New Zealand's nationwide lockdown helped a para-athlete train more than she usually would.

Gabby Wright, 15, was playing netball one day and was paralysed the next.

In 2016, she picked up an everyday cold that triggered an auto-immune response and left her with absolutely no function or movement below her waist.

An MRI and Lumbar puncture diagnosed her with Transverse Myelitis, a condition that is essentially inflammation of the spinal cord resulting in a neurological disorder, causing paralysis below the level of the inflammation.

Ever since, the Pakuranga College year 11 student has focused on one day being able to walk again, but in the meantime, is finding the positives of her condition and building on them.

"Because I always loved playing sports, I started to think about what sports I could play in a wheelchair. I tried both basketball and tennis.

"But because I am very competitive and want to play for more than just fun, I started to think about other sports that I could go to the Paralympics and compete in."

When Gabby was young she used to enjoy athletics and race in the 100m and 200m sprints. She's always had an interest in the sport and was keen to become a para-athlete.

"Last year I entered the Halberg games as part of the Parafed Auckland team.

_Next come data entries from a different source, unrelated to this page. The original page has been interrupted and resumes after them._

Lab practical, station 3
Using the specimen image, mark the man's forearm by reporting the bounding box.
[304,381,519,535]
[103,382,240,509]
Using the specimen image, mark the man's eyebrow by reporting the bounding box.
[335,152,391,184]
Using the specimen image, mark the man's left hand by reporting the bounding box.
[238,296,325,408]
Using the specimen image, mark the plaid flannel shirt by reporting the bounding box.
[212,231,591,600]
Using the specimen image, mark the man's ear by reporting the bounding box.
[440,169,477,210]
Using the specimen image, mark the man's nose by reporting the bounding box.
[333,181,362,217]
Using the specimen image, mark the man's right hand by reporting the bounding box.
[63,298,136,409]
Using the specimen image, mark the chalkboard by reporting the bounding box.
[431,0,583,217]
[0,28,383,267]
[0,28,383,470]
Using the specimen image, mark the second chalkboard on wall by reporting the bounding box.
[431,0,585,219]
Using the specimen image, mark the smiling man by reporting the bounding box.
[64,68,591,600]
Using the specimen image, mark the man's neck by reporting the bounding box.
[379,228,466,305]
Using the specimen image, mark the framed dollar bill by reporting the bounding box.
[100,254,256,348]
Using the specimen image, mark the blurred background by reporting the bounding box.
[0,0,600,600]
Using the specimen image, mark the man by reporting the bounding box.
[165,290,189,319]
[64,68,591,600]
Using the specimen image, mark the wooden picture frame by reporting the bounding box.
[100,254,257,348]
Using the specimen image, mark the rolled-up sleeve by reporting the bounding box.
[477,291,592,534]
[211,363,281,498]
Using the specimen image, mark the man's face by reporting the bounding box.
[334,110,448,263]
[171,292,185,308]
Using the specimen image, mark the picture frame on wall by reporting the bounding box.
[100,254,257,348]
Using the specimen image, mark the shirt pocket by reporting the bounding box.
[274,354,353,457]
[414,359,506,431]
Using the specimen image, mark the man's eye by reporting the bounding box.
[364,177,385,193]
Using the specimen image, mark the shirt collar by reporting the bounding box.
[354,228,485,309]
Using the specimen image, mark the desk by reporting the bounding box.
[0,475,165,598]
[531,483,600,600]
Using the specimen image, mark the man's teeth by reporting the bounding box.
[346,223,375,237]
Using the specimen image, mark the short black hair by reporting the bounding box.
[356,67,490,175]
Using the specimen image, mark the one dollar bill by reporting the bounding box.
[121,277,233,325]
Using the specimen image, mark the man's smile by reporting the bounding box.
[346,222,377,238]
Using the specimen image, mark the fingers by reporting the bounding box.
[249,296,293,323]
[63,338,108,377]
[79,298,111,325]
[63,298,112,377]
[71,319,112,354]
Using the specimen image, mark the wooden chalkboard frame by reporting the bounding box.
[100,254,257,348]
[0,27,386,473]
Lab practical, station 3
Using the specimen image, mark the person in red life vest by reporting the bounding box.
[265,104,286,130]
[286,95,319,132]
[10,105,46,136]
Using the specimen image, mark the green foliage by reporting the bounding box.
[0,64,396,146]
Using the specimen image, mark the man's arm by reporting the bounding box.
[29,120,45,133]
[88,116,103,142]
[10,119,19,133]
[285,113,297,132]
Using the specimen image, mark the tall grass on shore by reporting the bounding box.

This is where I found a love for wheelchair racing."

Gabby training for athletics on track before lockdown
Gabby training for athletics on track before lockdown Gabby Wright

Gabby is renting a racing chair from Parafed Auckland and has weekly coaching sessions with the Parafed Coach.

COVID-19 has been good for Gabby and her training, to which she admitted it has given her the opportunity to train even more than she did before lockdown.

"My coach and I see it as a chance to do a lot of work to improve my endurance and fitness. My dad has built a wind-trainer for my race chair and I have three coaching sessions a week via video call, as well as doing strength and conditioning classes."

Wheeling up and down the driveway and doing an online boot camp with functional adaptive movement has become Gabby's everyday routine.

"Online training is very weird, something you have to get used to especially when you have a coach that's not good with technology. But, I'm glad we were able to do it this way because if we weren't, I would have been unable to train and lost all the progress I have made."

Training for Nationals in Tauranga at the end of the year is Gabby's next target and she wants to enter as many competitions as possible.

Her overall goal in athletics is to take it as far as she can and all going well, would like to go to the 2024 Paralympics in Paris.

"To reach this goal, I will keep training with my coach and continually working to improve my technique and fitness. Next year I'd like to look at trying to get some funding to get my own custom made racing chair, which will help me a lot."